Truncations of the HveA ectodomain have indicated that CRD1 plays a major role in HveA oligomerization (46). Many members of the TNFR family oligomerize via a domain present in CRD1 called a PLAD (9). A single alanine substitution at lysine-32 within TNFR-1 CRD1 prevents trimers from forming, suggesting that this residue is a required element of the TNFR-1 PLAD (9). Our Western blot analysis of proteins electrophoresed on nondenaturing gels indicates that a mutation in HveA homologous to TNFR-K32A, HveA-K18A, does not affect HveA oligomerization. Although it is possible that this analysis of HveA in cell extracts does not accurately reflect the state of the HveA on the cell surface, the results suggest that if HveA contains a PLAD, it differs from the PLAD of TNFR-1.

Changes in the ability of some HveA mutants to bind gD and mediate HSV entry cannot be attributed to a lack of HveA dimerization. None of the HveA mutants were deficient in dimerization, indicating that the gD binding site does not directly overlap the HveA dimerization site in CRD1.

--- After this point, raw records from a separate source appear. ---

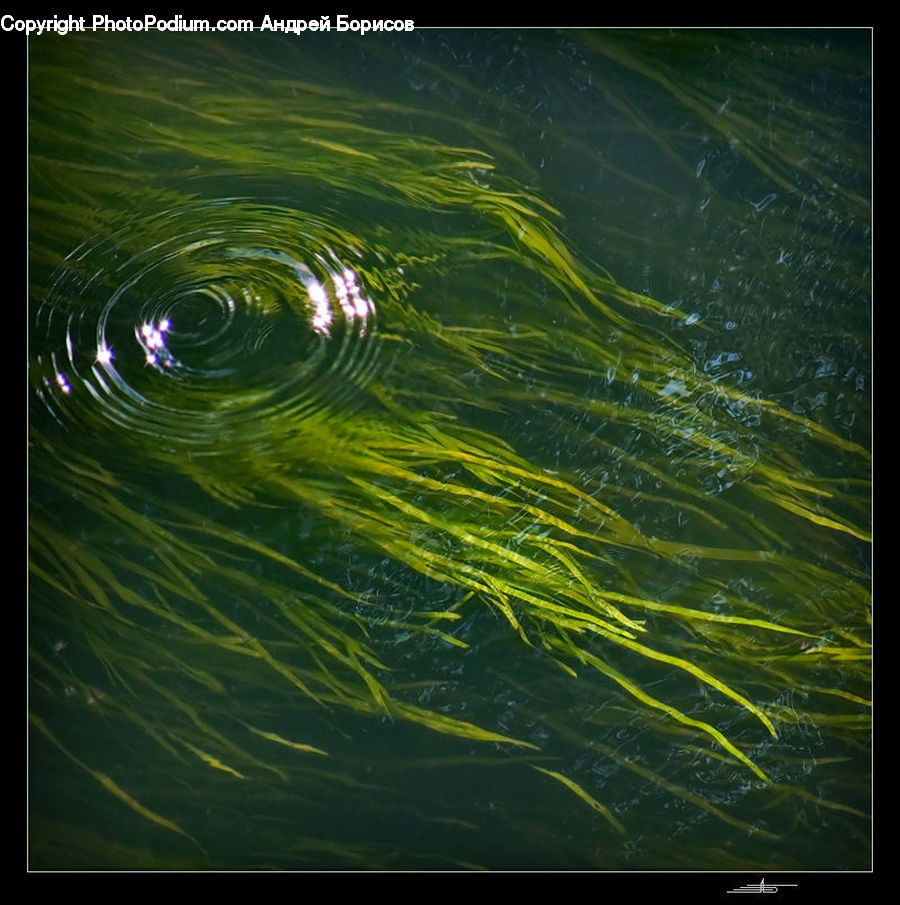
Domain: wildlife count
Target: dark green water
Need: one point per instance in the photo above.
(449, 451)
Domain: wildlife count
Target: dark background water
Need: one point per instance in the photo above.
(765, 250)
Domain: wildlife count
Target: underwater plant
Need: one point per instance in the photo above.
(346, 463)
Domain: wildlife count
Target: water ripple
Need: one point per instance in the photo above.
(199, 325)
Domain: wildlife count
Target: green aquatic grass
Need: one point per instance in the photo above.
(413, 460)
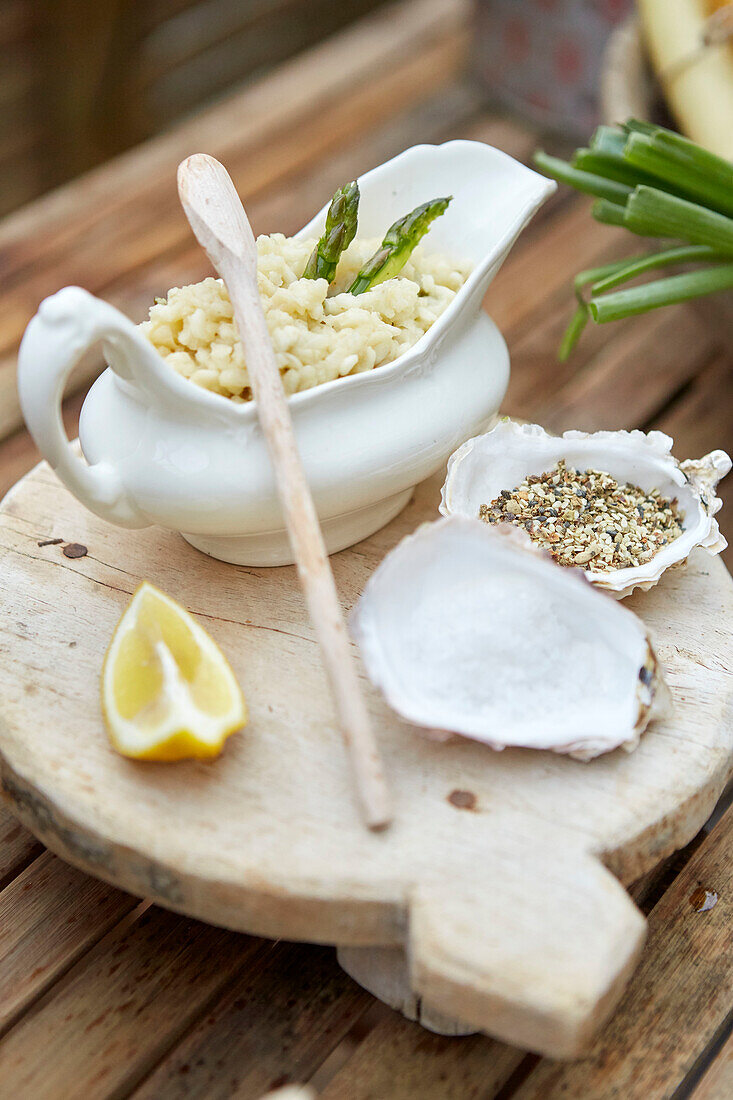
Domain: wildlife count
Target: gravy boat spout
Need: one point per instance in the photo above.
(162, 450)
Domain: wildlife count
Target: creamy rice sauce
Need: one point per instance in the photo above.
(318, 332)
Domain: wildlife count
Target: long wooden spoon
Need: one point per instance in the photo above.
(221, 228)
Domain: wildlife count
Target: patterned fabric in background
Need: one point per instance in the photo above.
(543, 57)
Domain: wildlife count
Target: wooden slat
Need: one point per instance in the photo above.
(276, 1022)
(702, 419)
(98, 232)
(50, 915)
(634, 375)
(401, 1060)
(676, 1001)
(120, 1009)
(283, 209)
(120, 216)
(718, 1081)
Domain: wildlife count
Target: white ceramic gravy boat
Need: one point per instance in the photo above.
(162, 450)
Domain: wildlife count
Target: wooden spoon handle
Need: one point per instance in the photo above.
(307, 543)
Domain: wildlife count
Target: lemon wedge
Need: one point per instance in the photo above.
(167, 690)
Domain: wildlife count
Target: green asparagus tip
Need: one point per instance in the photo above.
(398, 243)
(339, 232)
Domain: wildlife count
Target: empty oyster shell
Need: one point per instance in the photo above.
(505, 455)
(469, 628)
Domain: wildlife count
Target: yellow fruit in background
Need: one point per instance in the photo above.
(167, 691)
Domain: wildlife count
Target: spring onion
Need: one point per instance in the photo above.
(656, 184)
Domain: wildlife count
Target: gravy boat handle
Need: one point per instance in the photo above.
(66, 326)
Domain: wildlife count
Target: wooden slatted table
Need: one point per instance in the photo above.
(102, 996)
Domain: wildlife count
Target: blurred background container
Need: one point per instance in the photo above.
(543, 58)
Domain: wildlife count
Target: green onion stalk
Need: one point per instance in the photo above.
(656, 184)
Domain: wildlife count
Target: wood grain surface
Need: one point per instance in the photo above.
(286, 1012)
(267, 839)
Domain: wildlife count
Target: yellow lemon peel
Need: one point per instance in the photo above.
(167, 691)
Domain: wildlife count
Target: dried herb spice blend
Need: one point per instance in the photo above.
(587, 518)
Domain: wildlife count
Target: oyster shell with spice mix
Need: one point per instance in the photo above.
(501, 459)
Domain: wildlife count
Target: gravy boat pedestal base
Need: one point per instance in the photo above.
(273, 548)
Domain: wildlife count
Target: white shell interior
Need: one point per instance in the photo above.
(504, 457)
(463, 631)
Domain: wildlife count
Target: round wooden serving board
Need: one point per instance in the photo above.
(501, 875)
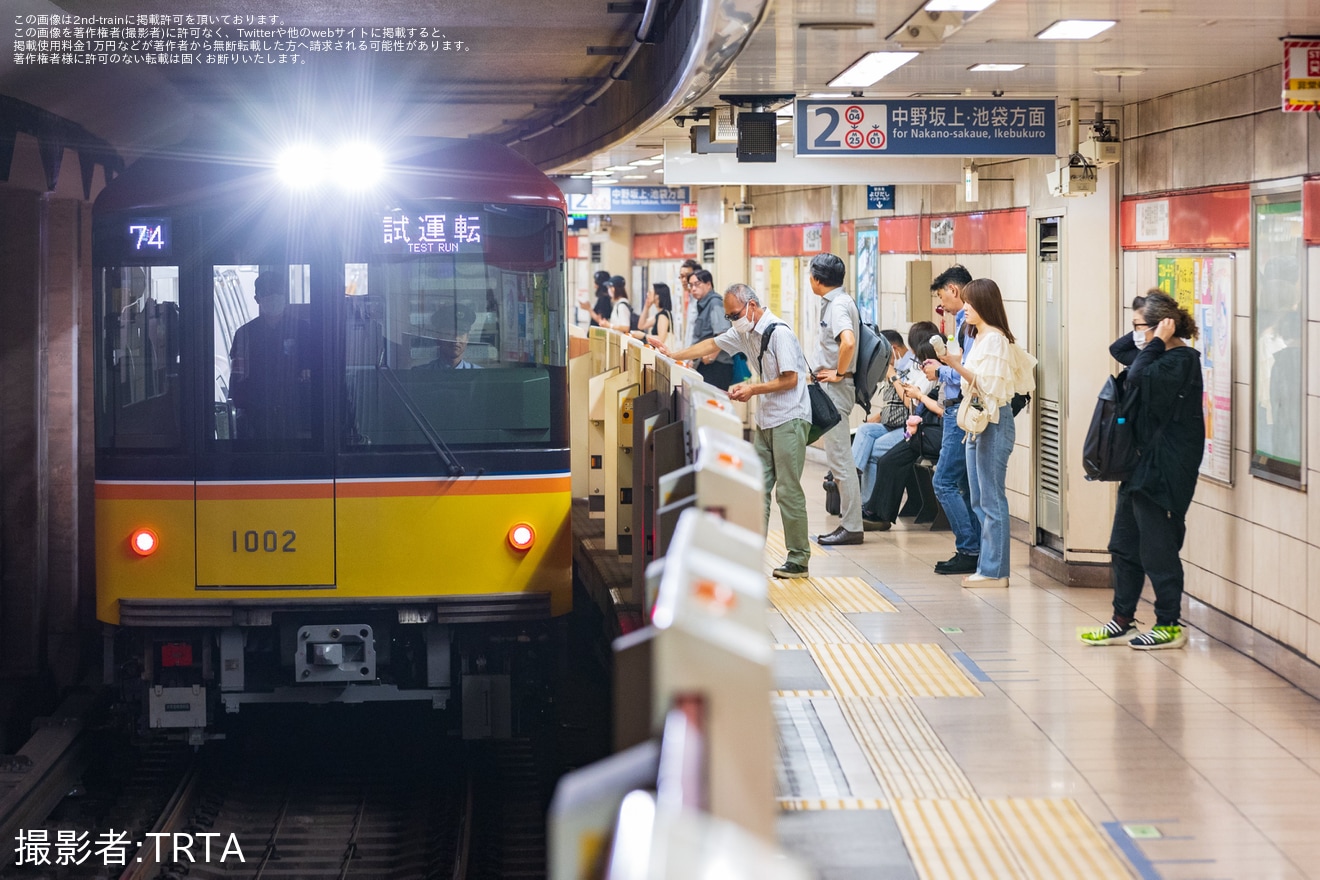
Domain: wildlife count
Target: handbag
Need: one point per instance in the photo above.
(973, 414)
(824, 413)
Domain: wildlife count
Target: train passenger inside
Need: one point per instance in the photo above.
(834, 359)
(922, 437)
(717, 368)
(904, 392)
(271, 364)
(452, 325)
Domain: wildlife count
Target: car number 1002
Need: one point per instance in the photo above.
(268, 541)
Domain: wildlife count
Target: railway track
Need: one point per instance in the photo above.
(312, 796)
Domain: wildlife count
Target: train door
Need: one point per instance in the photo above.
(264, 492)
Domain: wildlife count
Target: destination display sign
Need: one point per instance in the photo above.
(914, 127)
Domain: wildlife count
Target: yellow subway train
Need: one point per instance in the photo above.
(331, 436)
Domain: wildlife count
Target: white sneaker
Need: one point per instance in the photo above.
(982, 581)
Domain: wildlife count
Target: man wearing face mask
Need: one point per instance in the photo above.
(784, 414)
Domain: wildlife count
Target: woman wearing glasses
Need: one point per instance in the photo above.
(1150, 516)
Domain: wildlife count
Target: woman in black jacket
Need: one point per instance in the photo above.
(1153, 503)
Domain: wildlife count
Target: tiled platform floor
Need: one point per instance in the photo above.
(935, 731)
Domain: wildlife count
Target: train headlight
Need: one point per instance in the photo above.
(522, 536)
(144, 542)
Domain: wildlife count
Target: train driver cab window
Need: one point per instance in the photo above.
(267, 362)
(462, 345)
(137, 383)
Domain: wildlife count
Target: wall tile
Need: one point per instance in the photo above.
(1241, 420)
(1265, 561)
(1267, 87)
(1240, 554)
(1217, 165)
(1278, 507)
(1314, 587)
(1314, 515)
(1291, 587)
(1279, 144)
(1273, 619)
(1242, 347)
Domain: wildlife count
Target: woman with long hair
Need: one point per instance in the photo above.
(1164, 372)
(998, 368)
(658, 313)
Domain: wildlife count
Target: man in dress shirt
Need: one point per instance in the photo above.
(783, 417)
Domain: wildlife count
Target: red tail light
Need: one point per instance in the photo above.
(144, 542)
(522, 536)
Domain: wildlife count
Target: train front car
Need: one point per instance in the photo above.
(331, 438)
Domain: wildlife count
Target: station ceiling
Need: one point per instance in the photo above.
(526, 61)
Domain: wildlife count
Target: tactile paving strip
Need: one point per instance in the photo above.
(796, 805)
(852, 595)
(955, 839)
(903, 750)
(1054, 838)
(854, 670)
(824, 627)
(927, 670)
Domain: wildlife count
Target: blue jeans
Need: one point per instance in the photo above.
(951, 486)
(988, 474)
(871, 441)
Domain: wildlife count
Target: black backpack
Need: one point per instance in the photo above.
(1109, 451)
(874, 354)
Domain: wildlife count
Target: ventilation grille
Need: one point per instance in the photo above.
(1050, 453)
(722, 128)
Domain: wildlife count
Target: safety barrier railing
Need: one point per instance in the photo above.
(691, 786)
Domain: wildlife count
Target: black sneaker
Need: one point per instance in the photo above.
(791, 570)
(957, 564)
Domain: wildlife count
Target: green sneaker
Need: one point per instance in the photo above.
(1158, 637)
(1112, 633)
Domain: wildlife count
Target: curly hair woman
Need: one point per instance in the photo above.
(998, 368)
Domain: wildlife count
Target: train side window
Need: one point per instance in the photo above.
(265, 354)
(137, 381)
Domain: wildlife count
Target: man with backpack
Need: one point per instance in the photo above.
(834, 362)
(783, 417)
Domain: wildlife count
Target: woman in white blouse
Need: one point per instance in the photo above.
(999, 370)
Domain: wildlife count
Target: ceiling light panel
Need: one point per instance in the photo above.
(957, 5)
(1075, 29)
(871, 69)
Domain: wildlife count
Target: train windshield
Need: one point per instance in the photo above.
(457, 345)
(137, 381)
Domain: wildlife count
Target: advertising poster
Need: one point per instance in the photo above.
(1204, 286)
(867, 282)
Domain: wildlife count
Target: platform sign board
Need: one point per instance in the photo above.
(955, 127)
(1300, 75)
(879, 198)
(630, 199)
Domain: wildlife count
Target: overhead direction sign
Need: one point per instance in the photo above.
(1300, 75)
(879, 198)
(908, 127)
(630, 199)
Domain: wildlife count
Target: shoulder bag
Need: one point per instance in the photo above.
(973, 414)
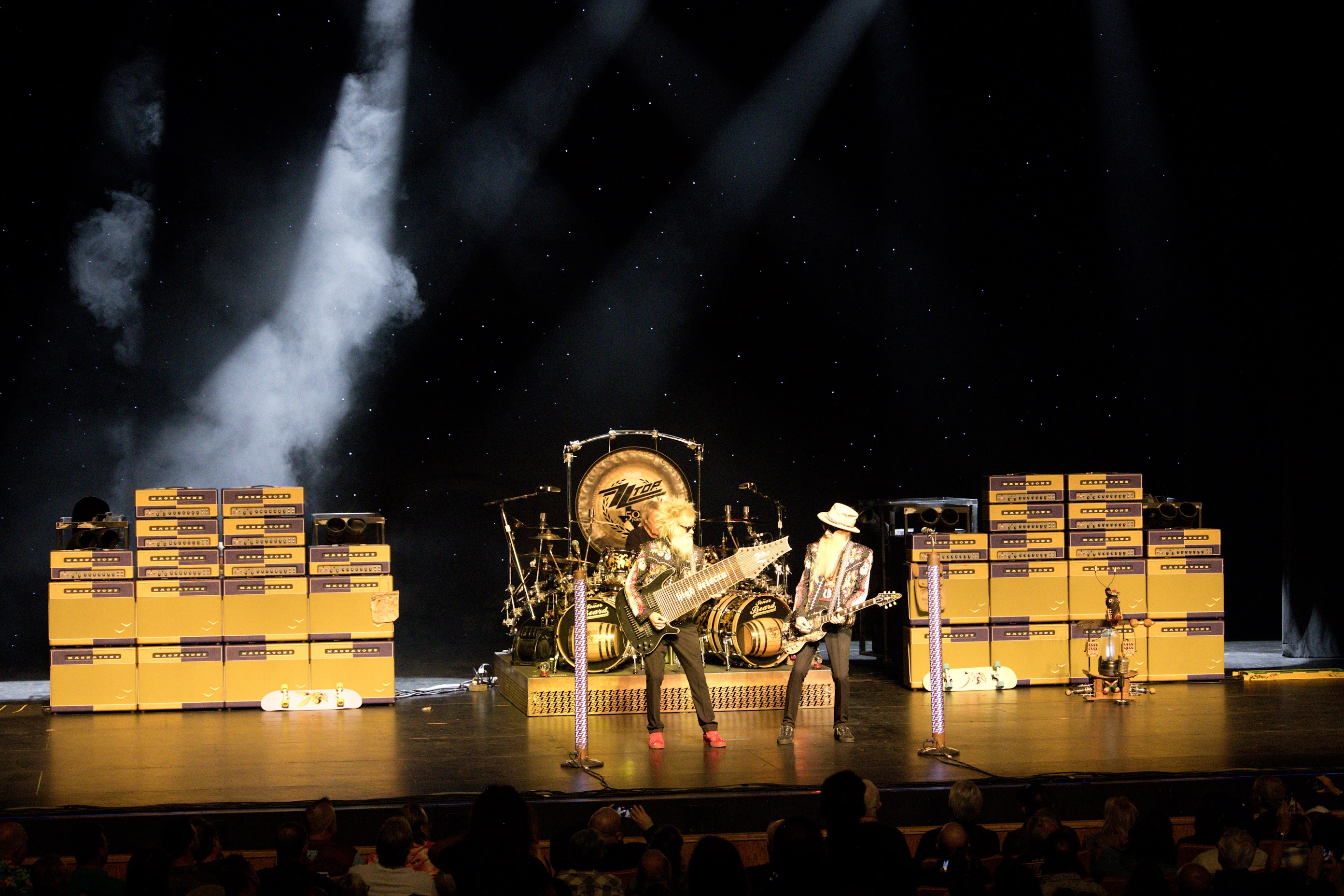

Although HveA crystallizes as a monomer bound to gD (8), gel filtration analyses have suggested that a dimer of HveA binds to a monomer of gD (47). HveA mutants that dimerize but do not permit HSV entry, such as HveA-Y23A, could be used to examine whether HveA oligomerization plays a role in entry. If so, HveA-Y23A may dominantly interfere with the function of wild-type HveA during HSV entry. Such studies are anticipated as a follow-up to this initial report.

In summary, we have determined the contribution of specific HveA residues within the gD binding site to HveA function as a gD and HSV entry receptor. HveA-Y23 plays a key role in gD binding and HSV entry due to a large number of interactions with gD. An intermolecular β-sheet formed between gD and HveA residues 35 to 37 also contributes to binding. Our results suggest that the functional gD binding site lies primarily within HveA CRD1. Most of the other HveA contact residues contribute collectively rather than individually to the interaction between HveA and gD. The binding hot spot containing HveA-Y23 may be a good target for the design of an inhibitor of gD-HveA complex formation. Similar mutagenesis studies to examine the properties of gD contact residues are currently under way.